Yangsando de Kim Ki-young (1955)
C’est dans un charmant petit village du Gyeonggi que se noue le marivaudage fatal du deuxième film de Kim Ki-young, Yangsando. Ok-ran (Kim Sam-hwa) et Su-dong (Cho Yong-soo, acteur remarquable), de jeunes et modestes villageois, sont promis l’un à l’autre. Ils coulent des jours heureux à s’acoquiner de rivières en rivières, l’une minaudant la vertu, l’autre l’abstinence. Égrillards à souhait, les deux tourtereaux vont du Charybde au Scylla soft porn que pouvait légitimement accepter la Corée du sud des années 50.
Seulement voilà, un sale gosse teigneux, pourri et gâté apporte son lot d’emmerdes. Il s’agit Mo-ryong (Park Am), archer habile et fils de lettré qui s’entiche de la petite Ok-ran.
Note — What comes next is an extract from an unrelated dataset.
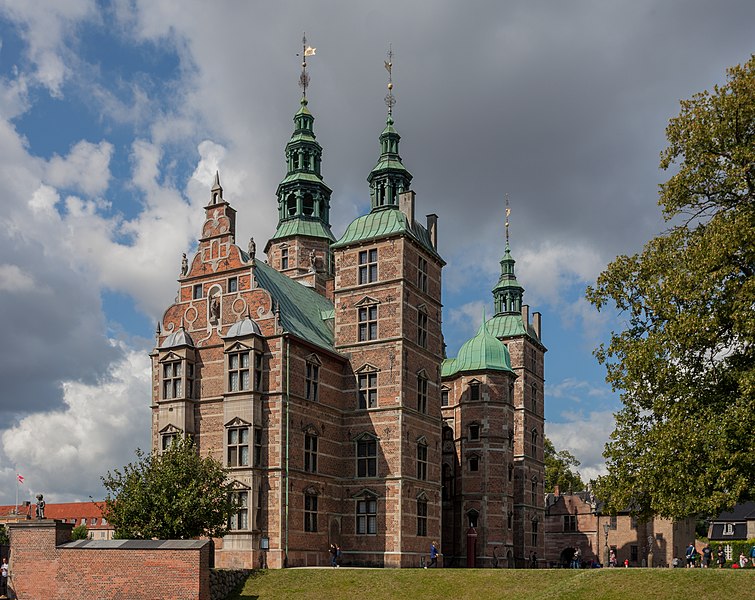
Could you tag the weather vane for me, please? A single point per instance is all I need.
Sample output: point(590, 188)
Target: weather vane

S’ensuit un ménage à trois qui confine de manière inexorable au tragique. Mainmise tranquille de la fonction publique confucéenne, comportement abject d’un chiard gavé de certitudes séoulites et des hectares que compte son domaine, pauvres paysans aspirant à une vie tranquille : tous les ingrédients sont réunis pour laisser place à ce que le cinéma sud-coréen a de pire à vous offrir, le mélodrame. Divine surprise, les chassés-croisés amoureux entre les bas-fonds et les hautes cimes de la société sont monnaies courantes dans les contes pansori (l’histoire de Chun Hyang). Allons bon.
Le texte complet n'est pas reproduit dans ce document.